Il y est ainsi prévu que « La convention nationale mentionnée à l’article L. 1141-2 détermine les modalités et les délais au-delà desquels les personnes ayant souffert d’une pathologie cancéreuse ne peuvent, de ce fait, se voir appliquer une majoration de tarifs ou une exclusion de garanties pour leurs contrats d’assurance ayant pour objet de garantir le remboursement d’un crédit relevant de ladite convention » et précisé que « Sur la base des propositions établies et rendues publiques par l’institutmentionné à l’article L. 1415-2, la liste des pathologies et les délais mentionnés au premier alinéa du présent article sont fixés conformément à une grille de référence, définie par ladite convention, permettant de fixer, pour chacune des pathologies, les délais au-delà desquels aucune majoration de tarifs ou d’exclusion de garantie ne sera appliquée »
Cette grille est proposée par un groupe de travail paritaire (médecins d’assurance, représentants d’associations, agences de l’Etat travaillant dans les différents domaines abordés), elle résulte de l’examen des données scientifiques les plus récentes, présentant le meilleur niveau de preuve disponible. Elle est ensuite soumise à l’approbation de la Commission de suivi et de propositions AERAS. Elle a vocation à évoluer dans le temps au fur et à mesure des travaux du groupe, et de la publication de données scientifiques conduisant à la prise en compte des innovations thérapeutiques. Précisons qu’elle ne vise pas exclusivement le cancer. Lien tableau de référencement
Les garanties d’application du dispositif. L’apport des décrets de 2017
Afin d’assurer l’effectivité du « droit à l’oubli » et sa connaissance par l’assuré, le décret n° 2017-173 du 13 février 2017 précise les modalités d’information des candidats à l’assurance emprunteur lorsqu’ils présentent du fait de leur état de santé ou de leur handicap un risque aggravé ?
Le décret prévoit l’élaboration d’un document d’information informant le candidat à l’assurance des conditions et des délais dans lesquels il peut exercer son « droit à l’oubli » (art. D. 1141-2, I CSP Lien). En application de ces mesures, l’assureur devra obligatoirement remettre le document d’information à chaque candidat à l’assurance ayant pour objet le remboursement d’un crédit relevant de la convention nationale Aeras.
Ce nouveau formalisme informatif devra être effectué par l’assureur avant la souscription de la police d’assurance et simultanément à la remise du formulaire de déclaration requis par l’article L. 113-2, 2° du Code des assurances.

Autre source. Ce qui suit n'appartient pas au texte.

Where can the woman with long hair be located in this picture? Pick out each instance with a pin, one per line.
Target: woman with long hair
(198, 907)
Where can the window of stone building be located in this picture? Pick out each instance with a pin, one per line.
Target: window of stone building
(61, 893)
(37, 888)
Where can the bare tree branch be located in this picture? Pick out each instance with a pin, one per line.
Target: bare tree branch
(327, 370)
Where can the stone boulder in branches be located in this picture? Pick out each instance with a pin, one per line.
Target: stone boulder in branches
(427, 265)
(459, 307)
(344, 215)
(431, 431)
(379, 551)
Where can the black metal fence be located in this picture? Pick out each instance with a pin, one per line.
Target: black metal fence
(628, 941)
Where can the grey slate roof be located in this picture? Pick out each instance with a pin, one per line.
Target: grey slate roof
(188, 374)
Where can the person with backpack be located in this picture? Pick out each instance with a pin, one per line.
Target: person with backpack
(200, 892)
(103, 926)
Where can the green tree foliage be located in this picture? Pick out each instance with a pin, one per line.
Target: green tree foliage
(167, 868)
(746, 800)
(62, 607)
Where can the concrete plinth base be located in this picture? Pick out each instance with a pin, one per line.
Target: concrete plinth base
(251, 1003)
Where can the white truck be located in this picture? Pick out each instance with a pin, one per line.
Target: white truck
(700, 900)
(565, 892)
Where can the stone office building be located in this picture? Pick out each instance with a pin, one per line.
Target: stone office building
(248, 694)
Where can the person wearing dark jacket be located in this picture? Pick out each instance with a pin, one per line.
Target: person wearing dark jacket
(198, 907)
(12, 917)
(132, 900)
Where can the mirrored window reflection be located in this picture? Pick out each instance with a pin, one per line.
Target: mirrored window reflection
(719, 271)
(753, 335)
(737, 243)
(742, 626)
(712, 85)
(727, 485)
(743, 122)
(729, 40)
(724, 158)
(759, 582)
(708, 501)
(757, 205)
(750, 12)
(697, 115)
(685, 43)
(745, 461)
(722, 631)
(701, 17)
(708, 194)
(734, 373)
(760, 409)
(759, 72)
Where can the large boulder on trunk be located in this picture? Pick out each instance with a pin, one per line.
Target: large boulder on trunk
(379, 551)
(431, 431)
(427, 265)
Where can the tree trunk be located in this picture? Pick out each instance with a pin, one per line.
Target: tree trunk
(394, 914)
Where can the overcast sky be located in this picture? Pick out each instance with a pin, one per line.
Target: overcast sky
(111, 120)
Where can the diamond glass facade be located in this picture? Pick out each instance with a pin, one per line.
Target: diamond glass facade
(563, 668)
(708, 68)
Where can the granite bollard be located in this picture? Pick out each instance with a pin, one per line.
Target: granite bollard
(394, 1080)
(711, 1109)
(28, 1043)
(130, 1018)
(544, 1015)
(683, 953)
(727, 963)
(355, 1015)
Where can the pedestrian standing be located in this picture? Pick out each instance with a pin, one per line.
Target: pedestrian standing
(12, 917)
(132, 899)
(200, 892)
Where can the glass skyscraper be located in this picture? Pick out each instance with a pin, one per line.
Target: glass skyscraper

En outre, un arrêté du 10 mai 2017 fixe le contenu du document remis aux candidats à l’assurance-emprunteur. Lien vers l’arrêté
En complément de l’information mise en place par le décret du 13 février 2017, le décret n° 2017-147 du 7 février 2017 édicte un dispositif de sanctions applicables aux organismes assureurs pour non-respect des dispositions de l’article L. 1141-5 du Code de la santé publique figurant à l’article R. 1141-1 CSP Lien
Le décret du 7 février 2017 confie le respect et l’application du « droit à l’oubli » au pouvoir disciplinaire de l’Autorité de contrôle prudentiel et de résolution (ACPR) assorti d’un pouvoir de sanction.
Cette disposition est essentielle car, en ce qu’elle ne livre pas l’efficacité du dispositif de protection à la bonne volonté et aux bonnes pratiques des organismes d’assurance.